If this ruling as written stands, it will quite quickly become a disaster for GA, this much is clear. However, a tiny minority have been abusing the status quo for a good long time. That is, giving sightseeing, selfie-rides and/or “adventures” to people who have no intention to learn or continue training as pilots (cheap “pilot logbook”, included). As is often the case, actions of a 1% cause big problems for the rest of us.
I do not see much potential impact to GA here. To the ability to operate special category aircraft like the P-40N mentioned here, yes. For these aircraft, I believe the PIC needs a letter of authorization, though I am not sure about the P-40 specifically. For aircraft that do require that, who is going to provide the instruction if they cannot be paid for it? It sounds like this interpretation would extend to instructing a new owner of one of these aircraft too since the instructor would be PIC.
Otherwise, I guess this might mean you cannot pay for training for a new type or category in the homebuilt you just bought, even if you have an examiner who is okay with it. This is not common anyway though.
I agree though that this likely came up because of the abuse you mentioned.

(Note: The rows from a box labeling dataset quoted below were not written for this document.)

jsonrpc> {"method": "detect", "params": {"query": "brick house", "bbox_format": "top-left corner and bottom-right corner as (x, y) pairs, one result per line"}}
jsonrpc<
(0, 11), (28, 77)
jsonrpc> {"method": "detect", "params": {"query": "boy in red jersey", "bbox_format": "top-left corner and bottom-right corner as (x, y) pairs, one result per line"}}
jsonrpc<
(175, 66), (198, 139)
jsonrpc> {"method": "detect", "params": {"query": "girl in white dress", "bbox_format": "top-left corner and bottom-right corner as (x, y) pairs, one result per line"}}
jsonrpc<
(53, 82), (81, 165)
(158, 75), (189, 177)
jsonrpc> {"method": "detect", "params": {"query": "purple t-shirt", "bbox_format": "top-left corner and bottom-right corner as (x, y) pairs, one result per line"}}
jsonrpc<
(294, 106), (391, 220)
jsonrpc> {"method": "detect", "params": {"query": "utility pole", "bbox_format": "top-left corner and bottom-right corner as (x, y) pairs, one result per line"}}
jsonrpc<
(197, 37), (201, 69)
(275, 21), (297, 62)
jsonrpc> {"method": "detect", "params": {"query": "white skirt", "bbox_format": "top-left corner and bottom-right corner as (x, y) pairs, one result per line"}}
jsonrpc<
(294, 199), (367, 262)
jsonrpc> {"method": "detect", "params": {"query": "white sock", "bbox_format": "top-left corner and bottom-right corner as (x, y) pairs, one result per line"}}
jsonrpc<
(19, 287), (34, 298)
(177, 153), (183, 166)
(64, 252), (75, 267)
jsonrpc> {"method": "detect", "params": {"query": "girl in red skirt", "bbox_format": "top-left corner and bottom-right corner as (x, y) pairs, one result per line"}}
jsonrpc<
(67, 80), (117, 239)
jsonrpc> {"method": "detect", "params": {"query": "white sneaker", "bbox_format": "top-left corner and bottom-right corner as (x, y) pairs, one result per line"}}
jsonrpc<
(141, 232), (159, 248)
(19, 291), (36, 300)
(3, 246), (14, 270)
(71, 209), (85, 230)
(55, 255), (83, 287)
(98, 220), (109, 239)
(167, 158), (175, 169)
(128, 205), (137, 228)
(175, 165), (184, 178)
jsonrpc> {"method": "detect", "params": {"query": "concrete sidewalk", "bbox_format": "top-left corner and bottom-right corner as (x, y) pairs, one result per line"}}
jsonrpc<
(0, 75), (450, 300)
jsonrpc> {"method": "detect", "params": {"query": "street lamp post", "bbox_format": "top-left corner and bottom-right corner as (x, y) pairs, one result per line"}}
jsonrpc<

If this ruling causes paid flight instruction to fall under “carriage of passengers or property for hire”, then it falls under the requirements of Part 135, on-demand air carrier. To pick just one example, very few 1962 C-172 owners and their aircraft will be able to meet Part 135 standards in order to get flight instruction for a BFR or their kid’s private ticket. For rental fleets of most FBO’s, the situation is no different.
A giant can of worms has been opened, perhaps unintentionally, but opened nonetheless.
Yeah, except 119.1 (e) specifically excludes instruction from Part 135.
Indeed, a can of worms:
“When a student is learning to fly in an airplane, the student is “carr[ied] … And when the student is paying for the instruction, the student is being carried ‘for compensation.’”
So then, if you’re flying your personal airplane for training/BFR, and an instructor is on board, it’s now a commercial enterprise.
Not so. It has been ruled that an instructor gets paid for instruction, not for flying and therefore does not fall under “commercial enterprise”.
That’s the whole point of the article. The court is applying the law in a manner inconsistent with past interpretations.